Élections régionales dans le Vorarlberg, 13 octobre 2024

Wolfgang Weber
Professeur invité à l'Université des sciences appliquées du Vorarlberg at the Vorarlberg University of Applied SciencesIssue
Issue #5Auteurs
Wolfgang Weber
Numéro 5, Janvier 2025
Élections en Europe : 2024
La province du Vorarlberg dans l’histoire autrichienne
ituée à l’extrémité occidentale de l’Autriche, le Vorarlberg partage une frontière commune avec l’Allemagne au nord, la Suisse à l’ouest et le Liechtenstein au sud. La chaîne de montagnes de l’Arlberg, à l’est, est considérée depuis des siècles comme une « frontière naturelle » avec l’Autriche et la province voisine du Tyrol. Jusqu’à l’effondrement de l’empire des Habsbourg en novembre 1918, les autorités administratives centrales du Vorarlberg étaient basées à Innsbruck, la capitale du Tyrol. Ce n’est qu’après la proclamation de la Première République autrichienne, le 12 novembre 1918, que le Vorarlberg est devenu une entité autonome indépendante. En mai 1919, les quatre cinquièmes (81 %) des électeurs vorarlbergeois se sont prononcés en faveur de l’union avec la Suisse. Le traité de paix de Saint-Germain-en-Laye du 10 septembre 1919 a cependant mis un terme à ce projet (Segesser et al., 2021). Depuis lors, le Vorarlberg s’est imposé comme une exception au sein de la politique autrichienne, une province qui se considère et est perçue comme politiquement et économiquement distincte des huit autres provinces autrichiennes. Certaines données statistiques confirment ce caractère exceptionnel (Walther, 2024).

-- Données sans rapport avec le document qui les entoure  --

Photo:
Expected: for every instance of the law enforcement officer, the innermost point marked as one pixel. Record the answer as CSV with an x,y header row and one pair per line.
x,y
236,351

Le parti populaire conservateur (ÖVP) et son prédécesseur sous la Première République autrichienne ont remporté toutes les élections au parlement régional entre 1919 et 2020. Entre 1919 et 1999, ainsi qu’entre 2004 et 2014, les conservateurs ont emporté la majorité absolue des voix et des sièges. Malgré cette position dominante, l’ÖVP a toujours formé des gouvernements régionaux en coalition avec un ou deux partis d’opposition. La constitution du Vorarlberg, contrairement à celles d’autres provinces autrichiennes telles que la Basse-Autriche ou Vienne, n’impose pas l’élection au scrutin proportionnel des membres de l’exécutif (Motter, 2024).

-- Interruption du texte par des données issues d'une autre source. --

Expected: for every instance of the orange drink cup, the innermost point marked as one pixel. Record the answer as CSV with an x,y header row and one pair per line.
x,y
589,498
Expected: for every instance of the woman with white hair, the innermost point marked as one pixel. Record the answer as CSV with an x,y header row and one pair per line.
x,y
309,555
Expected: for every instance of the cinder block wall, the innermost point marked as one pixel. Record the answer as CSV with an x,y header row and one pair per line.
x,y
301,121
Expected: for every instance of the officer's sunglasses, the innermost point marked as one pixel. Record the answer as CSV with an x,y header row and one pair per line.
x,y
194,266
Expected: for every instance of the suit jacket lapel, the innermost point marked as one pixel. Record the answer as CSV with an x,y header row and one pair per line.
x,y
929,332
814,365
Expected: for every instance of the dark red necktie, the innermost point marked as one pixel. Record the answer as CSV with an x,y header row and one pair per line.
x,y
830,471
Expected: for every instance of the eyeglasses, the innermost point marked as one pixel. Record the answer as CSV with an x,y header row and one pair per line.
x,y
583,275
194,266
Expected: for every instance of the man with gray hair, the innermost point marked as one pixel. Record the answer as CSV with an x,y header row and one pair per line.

De 1945 à 1974, le gouvernement du Vorarlberg réunissait les trois partis représentés au parlement régional. De 1974 à 1999 et de 2004 à 2009, un gouvernement de coalition composé de l’ÖVP et du Parti de la liberté d’Autriche (FPÖ) a pris la tête de la région alors que l’ÖVP détenait à lui seul la majorité des sièges. Puis, entre 1999 et 2004, un gouvernement de coalition entre ces deux mêmes partis est demeuré au pouvoir, cette fois sans majorité absolue de l’ÖVP. De 2014 à 2024, une autre coalition entre l’ÖVP et le Parti vert a gouverné, toujours sans majorité absolue de l’ÖVP. Seule la législature 2009-2014 a vu les conservateurs gouverner seuls (Broger, 2024).

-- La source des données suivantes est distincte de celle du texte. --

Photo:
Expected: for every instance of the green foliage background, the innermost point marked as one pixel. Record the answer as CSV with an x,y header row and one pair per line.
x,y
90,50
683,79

Cettee domination d’un seul parti politique pendant une période de plus d’un siècle est une caractéristique distinctive de la politique contemporaine du Vorarlberg. Hormis la capitale fédérale (et province) de Vienne et la Basse-Autriche, aucune des autres provinces autrichiennes n’a connu un contrôle aussi durable d’un parti sur la vie parlementaire et gouvernementale. Le Vorarlberg partage également certaines similitudes avec Vienne sur le plan économique : après la capitale fédérale autrichienne, c’est la province qui présente le plus haut degré d’industrialisation et la plus grande proportion de migrants parmi sa population résidente (Weber, 2024a).
Contextualiser la campagne électorale de 2024 dans le passé et la présence du Vorarlberg
En 2024, la campagne pour le parlement régional a été réduite à une période de deux semaines au cours de la première quinzaine d’octobre. Cette campagne raccourcie fait suite à l’organisation, le 29 septembre 2024, des élections au parlement national, le Nationalrat, qui ont capté l’essentiel de l’attention des acteurs politiques nationaux. Ce n’était pas la première fois dans l’histoire du Vorarlberg que les élections parlementaires nationales et régionales se déroulaient à quelques jours d’intervalle. Les deux premières élections régionales après la libération de l’Autriche de la dictature nazie avaient en effet eu lieu le même jour que les élections nationales, respectivement les 25 novembre 1945 et 9 octobre 1949 (Weber, 2004).
À l’instar de ces deux campagnes plus anciennes, en 2024, le discours électoral s’est davantage concentré sur les questions nationales que sur les questions régionales. Le coût élevé de la vie et du logement était un sujet récurrent aux deux niveaux (ORF, 2024a). Toutefois, contrairement aux deux élections nationales de 1945-49, la distance entre le vainqueur et le second des élections nationales était cette fois beaucoup plus faible : seul 1,99 points de pourcentage séparaient l’ÖVP du FPÖ. Il s’agit de l’écart le plus faible jamais enregistré lors d’une élection nationale dans le Vorarlberg depuis 1945 (Weber, 2004).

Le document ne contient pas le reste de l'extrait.